RBI Framework on Indian Banks’ Foreign Businesses
On December 1, the Reserve Bank of India has unveiled a framework allowing overseas subsidiaries and branches of Indian banks and financial institutions to undertake activities that are not specifically permitted in the Indian domestic market. This framework has been implemented with immediate effect.
What are the key features of the framework?
- The framework allows Indian banks’ foreign branches or subsidiaries as well as All India Financial Institutions (AIFIs) to deal in financial products that are not permitted in Indian domestic market without prior approval from the RBI.
- The new rules are applicable to all banks regulated by the Reserve Bank of India (excluding cooperative banks, regional rural banks and local area banks) and AIFIs.
- These relaxations are subject to certain restrictions like parent banks or AIFIs requiring prior approval from their boards or concerned authorities in respective jurisdictions while dealing with such products. They are also subject to compliance with specific regulations and conditions that are put in place by the RBI and the respective host regulators.
- The activities of Indian banks’ foreign branches and IFSCs are subject to Indian laws, unless specifically exempted.
- The entities that come under the new rules must have adequate knowledge, understanding, and risk management capability to handle products.

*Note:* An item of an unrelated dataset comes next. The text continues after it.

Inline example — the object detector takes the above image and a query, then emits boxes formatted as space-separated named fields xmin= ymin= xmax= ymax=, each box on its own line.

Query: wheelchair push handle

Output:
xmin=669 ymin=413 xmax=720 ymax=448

- They can act as market makers for such products only if they have the ability to price or value such products. The pricing of such products is demonstrable at all times.
- Their exposure and mark-to-market on these products must be appropriately captured and reported in the returns filed to the RBI.
- These entities must not deal in products linked to Indian Rupees (INR) unless the RBI specifically permits it. They are not permitted to accept structured deposits from any Indian resident.
- Financial products dealt with by the foreign branches and subsidiaries as well as IFSCs will attract prudential norms like capital adequacy, exposure norms, periodical valuation, and all other applicable norms.